[英]Replace a list of timestamps in a pandas dataframe with a list of our for every timestamp in every row
I have a column in a pandas dataframe that consist of lists containing timestamps. 我在pandas数据框中有一列,其中包含包含时间戳的列表。 I want to replace this list of timestamps with a list of the hour of each timestamp for every row.
我想将此时间戳列表替换为每一行每个时间戳小时的列表。 Below is an example
下面是一个例子
df = pd.DataFrame( {'id':[1,2], 'time':[ [2017-09-05 03:34:51,2016-03-07 05:24:55], [2016-02-06 03:14:21,2014-08-09 09:12:44, 2011-05-02 07:43:21] ] })
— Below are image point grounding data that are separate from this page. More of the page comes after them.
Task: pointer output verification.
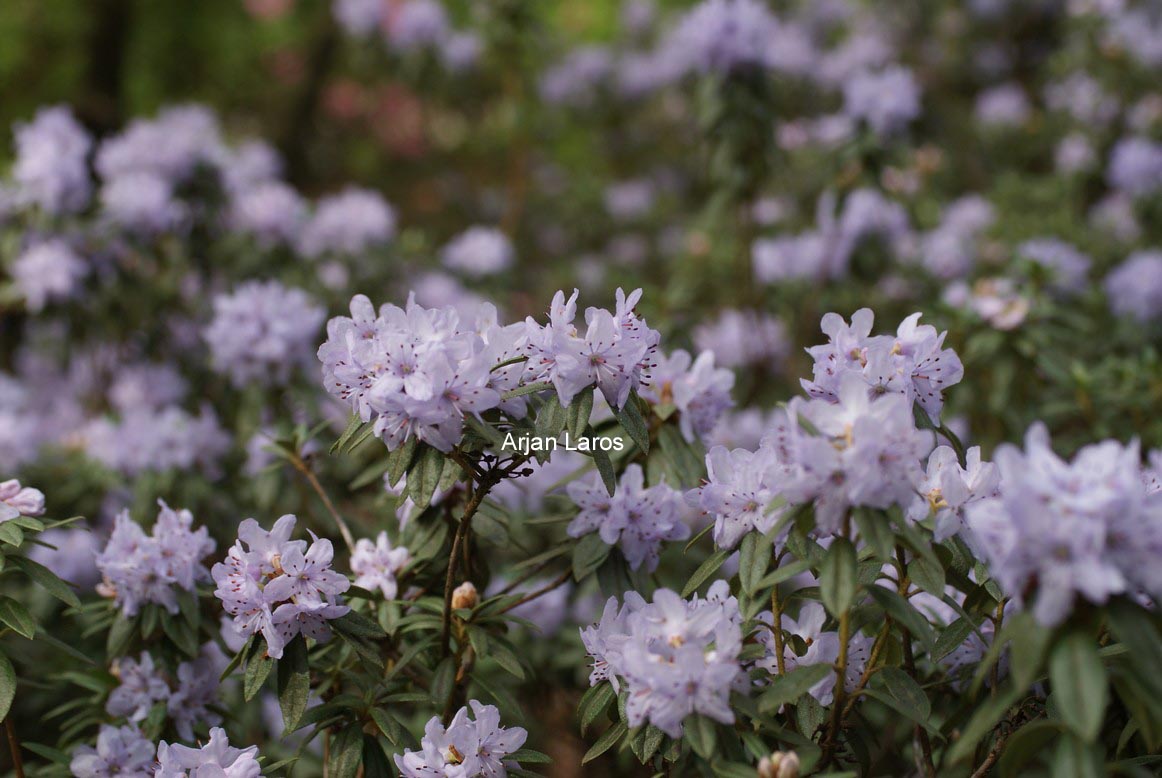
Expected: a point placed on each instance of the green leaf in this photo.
(375, 763)
(604, 466)
(987, 717)
(951, 638)
(702, 734)
(16, 616)
(1133, 626)
(1025, 744)
(630, 417)
(529, 756)
(7, 685)
(443, 679)
(352, 427)
(594, 701)
(12, 533)
(704, 571)
(904, 613)
(258, 668)
(754, 559)
(346, 753)
(400, 460)
(294, 683)
(791, 685)
(837, 577)
(898, 691)
(1080, 684)
(578, 415)
(424, 475)
(551, 418)
(927, 574)
(588, 554)
(353, 624)
(784, 571)
(607, 741)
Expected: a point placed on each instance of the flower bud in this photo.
(780, 764)
(464, 596)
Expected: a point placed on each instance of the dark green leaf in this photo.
(1080, 684)
(837, 577)
(16, 616)
(630, 417)
(704, 571)
(294, 683)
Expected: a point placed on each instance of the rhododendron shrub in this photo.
(716, 388)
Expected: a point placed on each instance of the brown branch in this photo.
(540, 592)
(299, 465)
(18, 764)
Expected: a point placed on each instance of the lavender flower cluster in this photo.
(675, 657)
(279, 588)
(636, 518)
(140, 568)
(1058, 530)
(474, 746)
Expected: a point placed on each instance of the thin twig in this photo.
(299, 465)
(919, 733)
(544, 590)
(14, 747)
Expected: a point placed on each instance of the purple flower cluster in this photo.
(698, 391)
(279, 588)
(187, 698)
(140, 568)
(948, 488)
(887, 100)
(616, 352)
(415, 371)
(466, 747)
(822, 648)
(146, 439)
(262, 332)
(479, 251)
(1134, 287)
(375, 564)
(51, 167)
(348, 224)
(120, 751)
(913, 364)
(216, 757)
(16, 501)
(676, 657)
(48, 271)
(1087, 526)
(637, 519)
(739, 338)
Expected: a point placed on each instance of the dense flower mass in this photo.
(262, 332)
(120, 751)
(279, 588)
(377, 564)
(140, 568)
(20, 501)
(348, 224)
(187, 697)
(697, 390)
(676, 657)
(636, 519)
(413, 371)
(466, 747)
(616, 352)
(51, 167)
(1060, 530)
(913, 364)
(216, 757)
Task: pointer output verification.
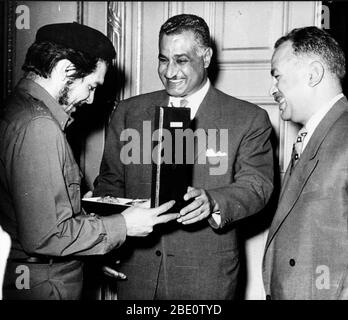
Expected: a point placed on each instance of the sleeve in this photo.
(252, 184)
(111, 175)
(44, 211)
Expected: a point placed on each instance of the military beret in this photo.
(78, 37)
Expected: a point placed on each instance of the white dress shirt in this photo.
(194, 100)
(315, 119)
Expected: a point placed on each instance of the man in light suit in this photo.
(197, 256)
(306, 254)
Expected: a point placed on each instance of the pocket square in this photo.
(212, 153)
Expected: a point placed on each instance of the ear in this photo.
(316, 73)
(64, 69)
(208, 53)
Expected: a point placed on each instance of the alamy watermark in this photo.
(190, 147)
(23, 17)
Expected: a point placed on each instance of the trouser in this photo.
(35, 281)
(209, 277)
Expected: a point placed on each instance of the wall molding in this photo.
(11, 45)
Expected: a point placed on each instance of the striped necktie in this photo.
(183, 103)
(297, 148)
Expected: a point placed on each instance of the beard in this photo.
(64, 98)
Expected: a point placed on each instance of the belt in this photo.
(44, 260)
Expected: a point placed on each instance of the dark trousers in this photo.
(51, 281)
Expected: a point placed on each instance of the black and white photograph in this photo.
(173, 151)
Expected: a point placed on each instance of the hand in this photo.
(140, 221)
(113, 273)
(199, 209)
(88, 194)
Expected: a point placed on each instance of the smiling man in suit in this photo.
(306, 254)
(197, 256)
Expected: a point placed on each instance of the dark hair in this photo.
(42, 57)
(312, 40)
(187, 22)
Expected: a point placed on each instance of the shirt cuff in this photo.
(116, 231)
(215, 220)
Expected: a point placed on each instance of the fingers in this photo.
(145, 204)
(198, 202)
(192, 193)
(198, 210)
(113, 273)
(163, 207)
(166, 218)
(194, 216)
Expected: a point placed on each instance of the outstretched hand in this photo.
(199, 209)
(140, 221)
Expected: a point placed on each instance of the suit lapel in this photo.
(294, 184)
(161, 101)
(207, 117)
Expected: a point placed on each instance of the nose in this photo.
(90, 98)
(274, 89)
(171, 70)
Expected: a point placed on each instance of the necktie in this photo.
(297, 148)
(183, 103)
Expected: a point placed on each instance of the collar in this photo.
(39, 93)
(194, 100)
(315, 119)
I would like a new column named 'hour' where 我想要一个名为“小时”的新列,
df['hour'] = [ [3,5], [3,9,7] ]
I tried different functionalities using map() and apply() but nothing produced the desired outcome, any help is very much appreciated. 我使用map()和apply()尝试了不同的功能,但没有任何方法产生期望的结果,非常感谢您的帮助。
Use apply
+ to_datetime
. 使用
apply
+ to_datetime
。
s = df.time.apply(lambda x: pd.to_datetime(x, errors='coerce').hour.tolist() )
s
0 [3, 5]
1 [3, 9, 7]
Name: time, dtype: object
df['hour'] = s
df
id time hour
0 1 [2017-09-05 03:34:51, 2016-03-07 05:24:55] [3, 5]
1 2 [2016-02-06 03:14:21, 2014-08-09 09:12:44, 201... [3, 9, 7]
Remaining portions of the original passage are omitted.